Dining out can be fun. The camaraderie of friends and family, laughter, intimacy, new experiences in new places, familiar foods, exotic, unfamiliar foods. What’s not to love? Americans love to eat out, but now that you’re eating healthy, are you doomed to be excluded forever from these culinary adventures? Not if you learn how to eat healthy when eating out.
When you’re planning to eat out, it’s important to know why. Always ask yourself why, first.
Are you eating out because you want to spend time with friends and family and that’s what they’re doing? Great! Suggest some restaurants that you know you can eat at. Research a list ahead of time so you’ll always have suggestions available.
Are you eating out to try something new? Great! God has given us such an abundance of healthy foods and many cultures use healthy foods in their cooking. Again, research ahead of time so you’re not thrown off by an unfamiliar menu.
Are you eating out because you’re tired of eating healthy and you’re secretly (or not-so-secretly) trying to sabotage yourself? Now’s the time to put on the brakes and find out why you’re trying to sabotage yourself. This is beyond the scope of this article, but please, find out what is happening that is causing you to sabotage yourself and don’t eat out until you find out why you’re doing this.
If you know why you’re eating out and you have a plan, it’s easy to stick to your healthy eating agenda.
Ask For What You Want
Many restaurants nowadays provide a great deal of nutritional information. If it’s not on the menu, all you need to do is ask. Need a low-sodium meal? Gluten free? Dairy free? Sugar-free? Vegan? Organic and GMO-free? There are many options available and some restaurants even cater to specific food restrictions. (Just do a web search listing your city and the type of restaurant you’re looking for; eg., “Tucson organic restaurants.”) But what happens when you find yourself in a generic restaurant and you don’t want to blow all the hard work you’ve put into becoming healthier?

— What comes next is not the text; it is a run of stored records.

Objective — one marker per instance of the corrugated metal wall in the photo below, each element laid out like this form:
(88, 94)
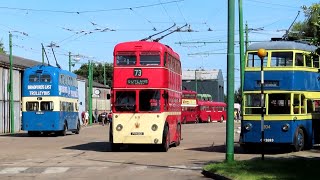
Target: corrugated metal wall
(5, 126)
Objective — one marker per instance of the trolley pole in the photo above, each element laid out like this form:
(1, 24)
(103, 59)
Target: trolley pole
(90, 91)
(230, 83)
(104, 74)
(241, 42)
(11, 85)
(262, 53)
(42, 55)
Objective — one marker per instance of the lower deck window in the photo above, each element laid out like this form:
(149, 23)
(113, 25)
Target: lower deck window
(149, 100)
(46, 106)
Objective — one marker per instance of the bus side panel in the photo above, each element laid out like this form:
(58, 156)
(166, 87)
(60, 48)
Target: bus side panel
(70, 117)
(273, 131)
(48, 121)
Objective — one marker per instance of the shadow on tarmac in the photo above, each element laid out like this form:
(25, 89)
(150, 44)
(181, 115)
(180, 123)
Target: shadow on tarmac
(238, 150)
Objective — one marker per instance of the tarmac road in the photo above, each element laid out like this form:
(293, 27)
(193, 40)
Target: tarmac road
(87, 155)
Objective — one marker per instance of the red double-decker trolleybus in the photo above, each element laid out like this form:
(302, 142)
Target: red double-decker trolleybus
(146, 100)
(189, 111)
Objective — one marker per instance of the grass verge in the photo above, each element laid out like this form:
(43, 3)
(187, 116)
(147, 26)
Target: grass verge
(279, 168)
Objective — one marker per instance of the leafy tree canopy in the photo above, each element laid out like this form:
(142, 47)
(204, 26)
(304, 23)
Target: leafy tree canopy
(309, 28)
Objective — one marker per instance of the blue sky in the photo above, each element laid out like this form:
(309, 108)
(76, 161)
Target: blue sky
(127, 20)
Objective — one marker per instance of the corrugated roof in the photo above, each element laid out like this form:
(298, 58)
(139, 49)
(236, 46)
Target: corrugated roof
(282, 45)
(20, 63)
(201, 74)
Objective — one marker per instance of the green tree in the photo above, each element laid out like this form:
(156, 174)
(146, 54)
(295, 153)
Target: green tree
(309, 28)
(98, 75)
(2, 51)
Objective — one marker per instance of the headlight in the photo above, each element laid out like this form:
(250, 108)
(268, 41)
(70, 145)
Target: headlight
(119, 127)
(154, 127)
(248, 126)
(285, 127)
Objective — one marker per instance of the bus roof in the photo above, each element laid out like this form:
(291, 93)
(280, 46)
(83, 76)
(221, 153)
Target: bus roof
(188, 92)
(282, 45)
(50, 69)
(144, 46)
(203, 103)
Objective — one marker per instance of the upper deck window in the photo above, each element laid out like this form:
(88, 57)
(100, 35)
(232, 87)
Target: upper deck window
(255, 61)
(281, 59)
(279, 103)
(34, 78)
(32, 106)
(126, 58)
(189, 96)
(299, 60)
(125, 101)
(45, 78)
(150, 58)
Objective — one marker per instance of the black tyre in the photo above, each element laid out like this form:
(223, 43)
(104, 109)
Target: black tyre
(299, 140)
(221, 119)
(197, 120)
(113, 147)
(64, 131)
(165, 140)
(177, 143)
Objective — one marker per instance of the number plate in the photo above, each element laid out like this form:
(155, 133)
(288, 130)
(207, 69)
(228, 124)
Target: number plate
(137, 133)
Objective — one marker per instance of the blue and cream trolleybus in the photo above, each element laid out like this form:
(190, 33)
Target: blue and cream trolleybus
(49, 101)
(292, 95)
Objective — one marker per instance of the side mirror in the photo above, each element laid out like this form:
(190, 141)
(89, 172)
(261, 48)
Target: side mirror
(165, 95)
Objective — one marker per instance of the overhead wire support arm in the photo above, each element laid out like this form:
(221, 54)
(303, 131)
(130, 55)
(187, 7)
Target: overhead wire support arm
(177, 30)
(149, 37)
(45, 53)
(286, 36)
(57, 64)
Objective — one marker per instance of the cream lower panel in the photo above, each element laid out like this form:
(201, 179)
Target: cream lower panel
(137, 123)
(55, 99)
(277, 117)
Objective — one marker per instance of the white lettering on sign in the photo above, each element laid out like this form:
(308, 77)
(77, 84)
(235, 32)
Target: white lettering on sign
(39, 86)
(39, 93)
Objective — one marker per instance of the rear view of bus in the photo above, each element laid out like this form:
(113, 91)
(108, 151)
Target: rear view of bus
(49, 101)
(146, 96)
(189, 113)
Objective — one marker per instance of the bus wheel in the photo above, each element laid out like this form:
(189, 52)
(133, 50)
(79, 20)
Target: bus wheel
(78, 128)
(209, 119)
(221, 119)
(64, 131)
(165, 139)
(177, 143)
(184, 120)
(114, 147)
(299, 140)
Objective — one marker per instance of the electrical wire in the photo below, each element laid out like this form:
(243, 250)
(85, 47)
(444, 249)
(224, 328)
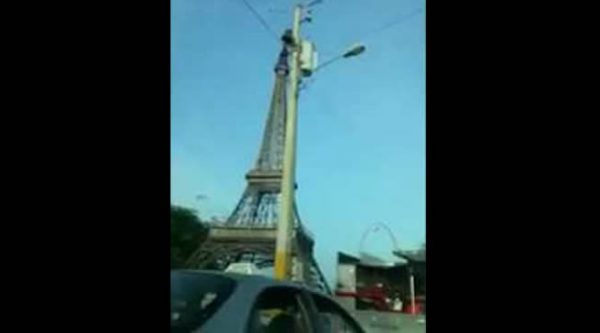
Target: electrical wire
(391, 24)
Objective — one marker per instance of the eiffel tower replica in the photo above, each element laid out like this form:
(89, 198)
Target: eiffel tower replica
(249, 233)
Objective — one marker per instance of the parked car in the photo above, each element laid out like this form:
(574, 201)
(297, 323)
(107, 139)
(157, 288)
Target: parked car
(207, 302)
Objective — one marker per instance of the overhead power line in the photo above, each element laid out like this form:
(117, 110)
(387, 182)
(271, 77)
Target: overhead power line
(391, 24)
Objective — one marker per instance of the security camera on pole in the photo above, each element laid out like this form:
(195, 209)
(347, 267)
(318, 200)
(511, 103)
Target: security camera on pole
(283, 245)
(302, 62)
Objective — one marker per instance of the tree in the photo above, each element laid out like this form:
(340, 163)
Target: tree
(187, 233)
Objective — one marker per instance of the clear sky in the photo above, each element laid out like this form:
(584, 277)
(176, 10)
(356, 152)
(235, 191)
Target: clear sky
(361, 130)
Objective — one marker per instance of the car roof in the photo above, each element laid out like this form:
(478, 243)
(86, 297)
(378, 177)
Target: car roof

I’ve found that I can simply ask for what I want. For instance, I don’t eat grains, dairy, or sugar. So, depending on the type of restaurant I’m at, I’ve asked for and received these not-on-the-menu meals:
- A salad with a grilled chicken breast, balsamic vinegar on the side.
- Grilled chicken breast, salmon, or steak with grilled vegetables.
- A beef patty with avocado slices and sweet potato fries.
- A Cobb salad without cheese, bacon, or other processed meats.
- Scrambled eggs with vegetables.
Those are seven options that I can ask for at just about any restaurant. Even most fast food restaurants (which I recommend that you avoid altogether for reasons beyond the scope of this article) can give you a salad, a grilled chicken breast, or a plain hamburger patty. It just takes thinking outside the box.
Snacks When You’re Away From Home
What will you do if you’re going to be away from home for a long period of time without the possibility of eating a healthy meal? Fortunately, you don’t have to starve to death because there are many options.
Personally, I follow an intermittent fasting schedule, eating three meals per day about four hours apart. Because of this, I’m always full and I don’t need to snack. But sometimes I’m out and about at what would normally be a meal time for me. What do I do?
The first thing I’ve realized is that I won’t die if I skip a meal. There are some medical conditions, like hypoglycemia and diabetes, where you absolutely should eat regularly. Please follow your doctor’s instructions for this. Since I don’t have any medical reasons, it’s okay for me to skip a meal every now and then.
Here are some ideas for take-along snacks. Some require an ice pack in your tote bag, some can live in your purse indefinitely. Again, like with eating out, snacks require advance planning. Eventually, it will become second nature to you.
- Hard boiled eggs
- Carrots, celery, jicama sticks
- Nuts and seeds
- Kale chips
- Citrus fruits
- Granny Smith (sour) apples
Beware traditional snacks like dried fruits, which have high concentrations of sugar, and protein bars. There are some good proteins bars on the market, but you will need to research the ingredients to make sure you’re not eating an unhealthy food in a healthy-food disguise. I also do not recommend pre-prepared smoothies, which may have dairy and sugar in them. I don’t recommend edamame because it is an underripe soybean; soybeans are known endocrine disruptors.
When you eat healthfully, your cells will be satiated and you won’t need to overeat. That’s why eating healthy means you can eat until you’re satisfied and not have to go hungry. You can eat out, stick to your eating plan, and enjoy yourself. It just takes a little forethought and planning, and you can learn how to eat healthy when eating out.